The ubiquity of mobile devices use has generated huge volumes of location-aware contextual data, providing opportunities enriching various location-based social network (LBSN) applications – e.g., trip recommendation, ride-sharing allocation and taxi demand prediction etc. Trajectory-based social circle inference (TSCI), which aims at inferring the social relationships among users based on the human mobility data, has received great attention in recent years due to its importance in many LBSN applications. However, existing solutions suffer from three key challenges, including (1) lack of modeling contextual feature in user check-ins; (2) cannot capture the structural information in user motion patterns; (3) and fail to consider the underlying mobility distribution.
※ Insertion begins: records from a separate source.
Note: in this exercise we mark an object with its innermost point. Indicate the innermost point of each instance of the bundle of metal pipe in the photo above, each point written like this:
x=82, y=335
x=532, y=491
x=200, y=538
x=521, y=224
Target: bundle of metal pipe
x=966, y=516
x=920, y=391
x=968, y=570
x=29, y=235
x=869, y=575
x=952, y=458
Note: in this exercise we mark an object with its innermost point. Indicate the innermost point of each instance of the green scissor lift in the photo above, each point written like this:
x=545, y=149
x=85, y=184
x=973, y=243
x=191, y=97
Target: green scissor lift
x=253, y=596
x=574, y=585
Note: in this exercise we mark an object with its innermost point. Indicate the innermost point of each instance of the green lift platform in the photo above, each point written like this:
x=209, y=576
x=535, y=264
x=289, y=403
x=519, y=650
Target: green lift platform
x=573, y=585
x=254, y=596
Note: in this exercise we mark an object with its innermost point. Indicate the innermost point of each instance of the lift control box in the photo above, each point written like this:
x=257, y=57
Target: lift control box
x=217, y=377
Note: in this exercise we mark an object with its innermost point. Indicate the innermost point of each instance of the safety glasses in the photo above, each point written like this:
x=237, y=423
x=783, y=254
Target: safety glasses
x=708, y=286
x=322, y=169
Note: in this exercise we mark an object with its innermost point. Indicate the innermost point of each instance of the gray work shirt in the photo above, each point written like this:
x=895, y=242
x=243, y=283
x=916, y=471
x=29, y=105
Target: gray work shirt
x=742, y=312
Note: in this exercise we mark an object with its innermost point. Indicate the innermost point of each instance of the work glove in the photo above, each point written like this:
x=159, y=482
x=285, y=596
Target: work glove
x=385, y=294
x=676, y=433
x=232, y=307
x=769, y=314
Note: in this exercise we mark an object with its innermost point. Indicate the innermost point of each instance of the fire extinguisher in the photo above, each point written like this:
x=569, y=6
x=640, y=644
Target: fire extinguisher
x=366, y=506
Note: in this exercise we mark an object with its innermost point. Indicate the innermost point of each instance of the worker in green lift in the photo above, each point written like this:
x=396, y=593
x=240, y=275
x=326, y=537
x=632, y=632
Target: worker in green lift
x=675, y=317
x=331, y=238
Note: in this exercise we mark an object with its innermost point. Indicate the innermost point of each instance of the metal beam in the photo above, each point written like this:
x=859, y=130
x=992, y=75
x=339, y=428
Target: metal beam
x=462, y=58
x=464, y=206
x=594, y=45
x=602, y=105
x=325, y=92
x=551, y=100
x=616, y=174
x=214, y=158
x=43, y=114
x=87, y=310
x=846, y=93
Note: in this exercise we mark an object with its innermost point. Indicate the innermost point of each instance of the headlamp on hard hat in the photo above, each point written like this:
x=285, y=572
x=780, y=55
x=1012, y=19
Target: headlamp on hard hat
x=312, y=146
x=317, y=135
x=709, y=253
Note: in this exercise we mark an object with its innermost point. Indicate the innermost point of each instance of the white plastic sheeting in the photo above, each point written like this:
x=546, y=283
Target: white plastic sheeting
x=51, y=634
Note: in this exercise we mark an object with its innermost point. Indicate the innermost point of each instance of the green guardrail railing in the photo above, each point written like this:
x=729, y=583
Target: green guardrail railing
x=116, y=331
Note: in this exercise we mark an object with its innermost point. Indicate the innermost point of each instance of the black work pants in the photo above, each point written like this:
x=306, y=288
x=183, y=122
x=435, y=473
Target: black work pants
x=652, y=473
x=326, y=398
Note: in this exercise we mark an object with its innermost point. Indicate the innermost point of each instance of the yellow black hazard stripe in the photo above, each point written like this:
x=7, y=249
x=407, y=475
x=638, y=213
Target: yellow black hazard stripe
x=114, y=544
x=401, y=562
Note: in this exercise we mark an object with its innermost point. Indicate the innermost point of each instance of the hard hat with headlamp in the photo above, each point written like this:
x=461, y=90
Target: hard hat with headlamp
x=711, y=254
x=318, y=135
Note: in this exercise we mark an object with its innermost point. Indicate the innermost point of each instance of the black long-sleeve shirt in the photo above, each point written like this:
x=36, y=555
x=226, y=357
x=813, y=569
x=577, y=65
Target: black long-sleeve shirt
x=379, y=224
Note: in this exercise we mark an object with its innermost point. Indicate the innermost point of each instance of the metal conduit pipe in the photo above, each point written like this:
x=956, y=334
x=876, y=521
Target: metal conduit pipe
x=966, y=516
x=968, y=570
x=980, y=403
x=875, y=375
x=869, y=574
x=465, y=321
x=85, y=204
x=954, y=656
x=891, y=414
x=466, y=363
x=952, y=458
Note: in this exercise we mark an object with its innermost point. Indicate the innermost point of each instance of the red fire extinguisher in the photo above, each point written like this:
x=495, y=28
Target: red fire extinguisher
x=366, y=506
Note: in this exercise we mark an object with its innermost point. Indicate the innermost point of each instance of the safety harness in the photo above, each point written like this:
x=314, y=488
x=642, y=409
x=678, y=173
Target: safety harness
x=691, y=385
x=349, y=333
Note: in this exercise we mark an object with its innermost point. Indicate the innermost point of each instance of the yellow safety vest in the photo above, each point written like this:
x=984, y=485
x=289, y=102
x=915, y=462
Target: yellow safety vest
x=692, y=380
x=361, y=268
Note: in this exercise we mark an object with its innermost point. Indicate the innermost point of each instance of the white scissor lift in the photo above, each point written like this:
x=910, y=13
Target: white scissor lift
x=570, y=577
In this paper, we propose a novel framework ASCI-CAM (Adversity-based Social Circles Inference via Context-Aware Mobility) to address the above challenges. ASCI-CAM is a graph-based model taking into account the contextual information associated with check-ins which, combined with an attentive auto-encoder, allows for semantic trajectory representation. We regularize the learned trajectory embedding with an adversarial learning procedure, which allows us to better understand the user mobility patterns and personalized trajectory distribution. Our extensive experiments on real-world mobility datasets demonstrate that our model achieves significant improvement over the state-of-the-art baselines.